Introduction: There is a high rate of IDH1/2 mutations in low grade gliomas and in high grade gliomas deriving from them. IDH analysis of gliomas is a novel method of classification and an independent prognostic marker. We compared antibody and sequencing methods for the detection of IDH mutations.
Method: 88 samples from 74 patients were identified. For immunohistochemistry: sections were stained with anti-IDH1R132H antibody. For sequencing: DNA was extracted from fresh, frozen tissue.

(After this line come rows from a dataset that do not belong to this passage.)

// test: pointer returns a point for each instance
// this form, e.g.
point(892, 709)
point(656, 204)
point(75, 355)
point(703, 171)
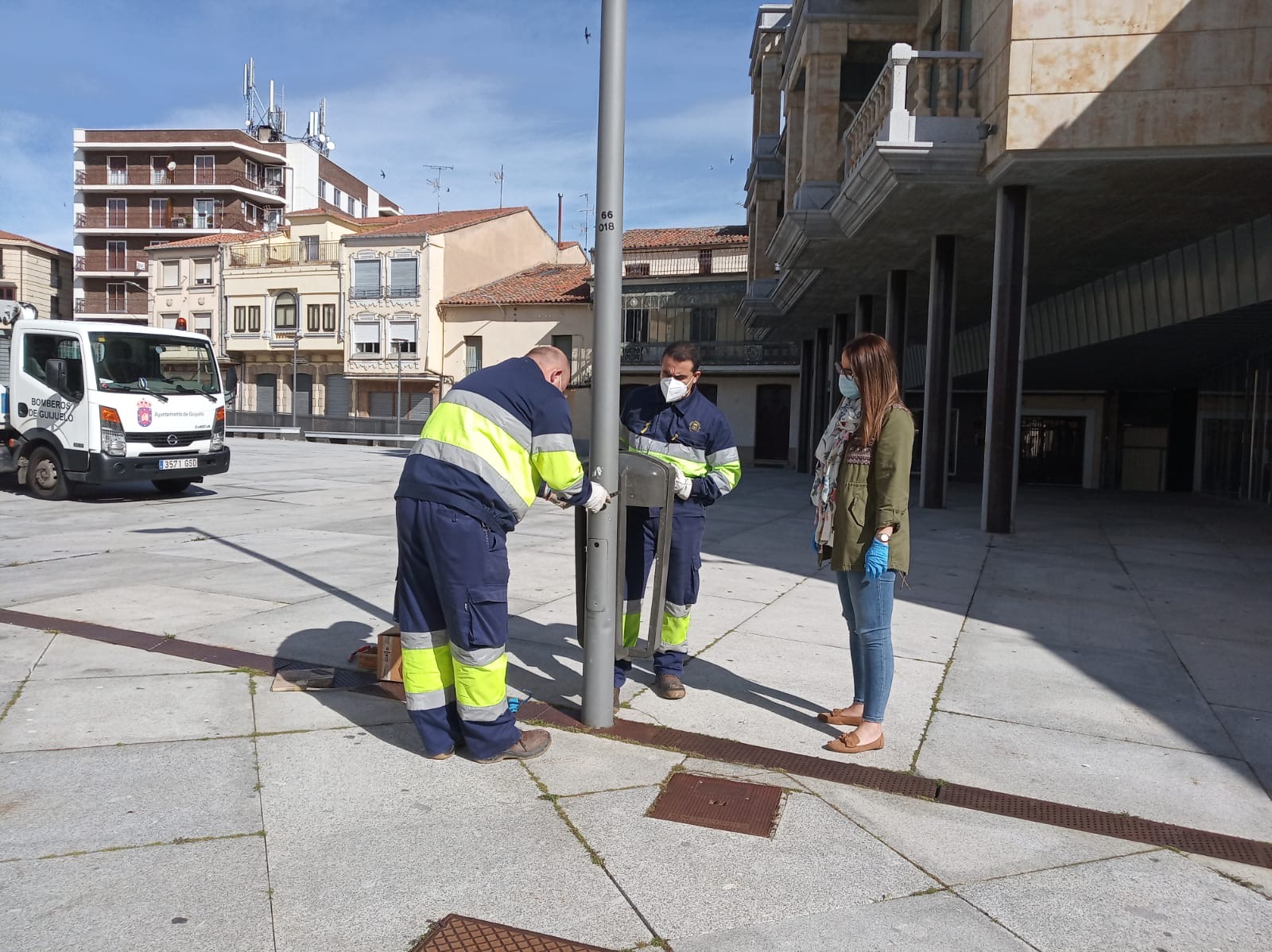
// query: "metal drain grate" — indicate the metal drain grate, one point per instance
point(1119, 825)
point(719, 803)
point(458, 933)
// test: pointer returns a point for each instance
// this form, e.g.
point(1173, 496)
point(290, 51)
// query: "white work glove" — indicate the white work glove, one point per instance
point(597, 500)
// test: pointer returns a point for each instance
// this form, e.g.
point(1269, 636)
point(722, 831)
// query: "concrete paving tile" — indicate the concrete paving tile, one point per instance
point(1149, 901)
point(68, 801)
point(307, 710)
point(324, 631)
point(939, 922)
point(767, 691)
point(70, 656)
point(19, 651)
point(716, 875)
point(1107, 693)
point(91, 712)
point(1158, 784)
point(964, 846)
point(583, 764)
point(398, 834)
point(1252, 733)
point(150, 606)
point(1233, 674)
point(191, 898)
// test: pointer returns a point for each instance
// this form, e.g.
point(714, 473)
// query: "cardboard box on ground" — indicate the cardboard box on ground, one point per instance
point(390, 655)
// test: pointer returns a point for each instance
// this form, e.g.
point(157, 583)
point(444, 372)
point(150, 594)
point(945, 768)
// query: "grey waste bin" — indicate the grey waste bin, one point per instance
point(650, 483)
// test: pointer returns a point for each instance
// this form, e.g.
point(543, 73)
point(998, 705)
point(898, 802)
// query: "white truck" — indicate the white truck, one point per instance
point(97, 403)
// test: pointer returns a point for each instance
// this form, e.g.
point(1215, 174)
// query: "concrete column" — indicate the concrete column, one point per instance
point(822, 159)
point(794, 144)
point(863, 320)
point(894, 319)
point(820, 381)
point(1006, 360)
point(1182, 441)
point(805, 458)
point(937, 383)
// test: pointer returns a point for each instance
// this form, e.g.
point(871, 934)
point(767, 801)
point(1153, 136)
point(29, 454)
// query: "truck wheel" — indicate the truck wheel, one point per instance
point(45, 477)
point(172, 486)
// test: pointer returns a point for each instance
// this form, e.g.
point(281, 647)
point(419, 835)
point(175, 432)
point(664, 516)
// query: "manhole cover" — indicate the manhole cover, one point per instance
point(458, 933)
point(719, 803)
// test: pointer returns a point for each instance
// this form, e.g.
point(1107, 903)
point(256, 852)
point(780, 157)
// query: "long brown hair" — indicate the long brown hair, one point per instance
point(874, 368)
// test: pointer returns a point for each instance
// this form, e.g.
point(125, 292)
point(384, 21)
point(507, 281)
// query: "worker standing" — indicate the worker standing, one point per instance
point(499, 439)
point(676, 424)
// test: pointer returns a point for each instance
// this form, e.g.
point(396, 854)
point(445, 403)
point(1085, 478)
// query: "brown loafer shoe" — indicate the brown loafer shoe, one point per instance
point(840, 716)
point(847, 744)
point(669, 687)
point(531, 745)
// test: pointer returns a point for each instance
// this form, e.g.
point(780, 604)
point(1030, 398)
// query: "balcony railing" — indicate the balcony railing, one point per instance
point(270, 256)
point(719, 354)
point(901, 106)
point(186, 176)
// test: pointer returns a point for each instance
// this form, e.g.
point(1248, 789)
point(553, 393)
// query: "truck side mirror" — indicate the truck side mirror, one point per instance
point(56, 377)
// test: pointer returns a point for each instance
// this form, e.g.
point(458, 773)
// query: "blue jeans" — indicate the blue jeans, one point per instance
point(868, 610)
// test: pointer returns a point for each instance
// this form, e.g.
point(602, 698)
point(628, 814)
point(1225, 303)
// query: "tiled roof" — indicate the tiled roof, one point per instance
point(544, 284)
point(436, 223)
point(649, 238)
point(12, 237)
point(224, 238)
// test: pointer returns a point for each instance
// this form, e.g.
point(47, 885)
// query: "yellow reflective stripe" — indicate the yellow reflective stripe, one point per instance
point(631, 629)
point(560, 470)
point(691, 468)
point(676, 631)
point(481, 687)
point(426, 670)
point(468, 430)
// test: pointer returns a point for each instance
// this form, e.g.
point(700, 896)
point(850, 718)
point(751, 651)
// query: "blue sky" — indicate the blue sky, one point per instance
point(471, 84)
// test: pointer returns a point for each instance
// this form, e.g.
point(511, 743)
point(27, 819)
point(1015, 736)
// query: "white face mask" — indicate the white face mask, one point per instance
point(673, 389)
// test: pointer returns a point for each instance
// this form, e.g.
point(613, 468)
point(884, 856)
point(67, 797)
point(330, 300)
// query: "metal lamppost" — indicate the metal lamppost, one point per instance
point(601, 599)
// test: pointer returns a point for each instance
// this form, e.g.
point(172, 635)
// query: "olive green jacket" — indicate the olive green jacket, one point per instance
point(874, 491)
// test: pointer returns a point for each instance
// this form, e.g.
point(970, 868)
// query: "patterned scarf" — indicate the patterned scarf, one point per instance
point(830, 454)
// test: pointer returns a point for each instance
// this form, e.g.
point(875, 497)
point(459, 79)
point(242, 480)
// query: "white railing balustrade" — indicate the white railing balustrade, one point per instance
point(905, 91)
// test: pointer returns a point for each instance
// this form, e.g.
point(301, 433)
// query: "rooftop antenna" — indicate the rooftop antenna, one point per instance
point(499, 177)
point(436, 184)
point(587, 218)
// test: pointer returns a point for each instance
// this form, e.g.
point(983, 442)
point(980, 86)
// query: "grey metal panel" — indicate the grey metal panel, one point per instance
point(266, 393)
point(1191, 273)
point(1225, 262)
point(1246, 267)
point(1262, 229)
point(1208, 269)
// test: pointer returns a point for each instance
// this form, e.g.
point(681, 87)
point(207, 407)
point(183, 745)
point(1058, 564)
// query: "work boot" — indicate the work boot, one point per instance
point(531, 745)
point(669, 687)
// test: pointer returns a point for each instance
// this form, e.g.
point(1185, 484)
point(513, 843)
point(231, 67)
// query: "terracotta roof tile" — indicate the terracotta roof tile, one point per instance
point(649, 238)
point(544, 284)
point(436, 223)
point(224, 238)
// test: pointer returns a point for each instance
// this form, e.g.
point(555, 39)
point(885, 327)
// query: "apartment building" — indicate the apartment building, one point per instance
point(686, 284)
point(140, 187)
point(334, 315)
point(35, 273)
point(1056, 212)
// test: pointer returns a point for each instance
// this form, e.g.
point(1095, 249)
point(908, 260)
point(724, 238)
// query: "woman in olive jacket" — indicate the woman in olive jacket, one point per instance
point(862, 494)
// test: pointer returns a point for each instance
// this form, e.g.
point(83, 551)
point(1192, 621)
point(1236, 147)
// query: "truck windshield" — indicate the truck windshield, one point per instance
point(162, 365)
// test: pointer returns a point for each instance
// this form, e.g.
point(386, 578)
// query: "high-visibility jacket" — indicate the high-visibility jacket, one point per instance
point(493, 443)
point(692, 435)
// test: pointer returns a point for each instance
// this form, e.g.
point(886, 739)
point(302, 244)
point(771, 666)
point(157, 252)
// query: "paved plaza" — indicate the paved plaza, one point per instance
point(1115, 653)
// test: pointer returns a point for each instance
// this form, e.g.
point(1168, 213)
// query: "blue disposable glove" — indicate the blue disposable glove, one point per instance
point(877, 559)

Results: 28% (20/71) of cases were positive for the R132H IDH1 mutation by antibody. An IDH1 mutation was detected by molecular genetics in 37% (21/57) of cases and no IDH2 mutations were detected. 24% (5/21) had rare IDH1 mutations not detected by immunohistochemistry. Where sufficient tissue was available, immunohistochemistry and DNA analysis were fully concordant for the p.Arg132His mutation. Both Grade II gliomas and anaplastic astrocytomas showed a statistically different distribution of IDH1 mutation load compared to GBMs (p < 0.0001; p = 0.0021 respectively).
Conclusion: A rationalised combined approach involving R132H antibody testing and sequencing of negative cases would be ideal for the detection of IDH1 mutations--antibody testing is cheaper than sequencing but sequencing demonstrates rare IDH1 mutations not detected by immunohistochemistry.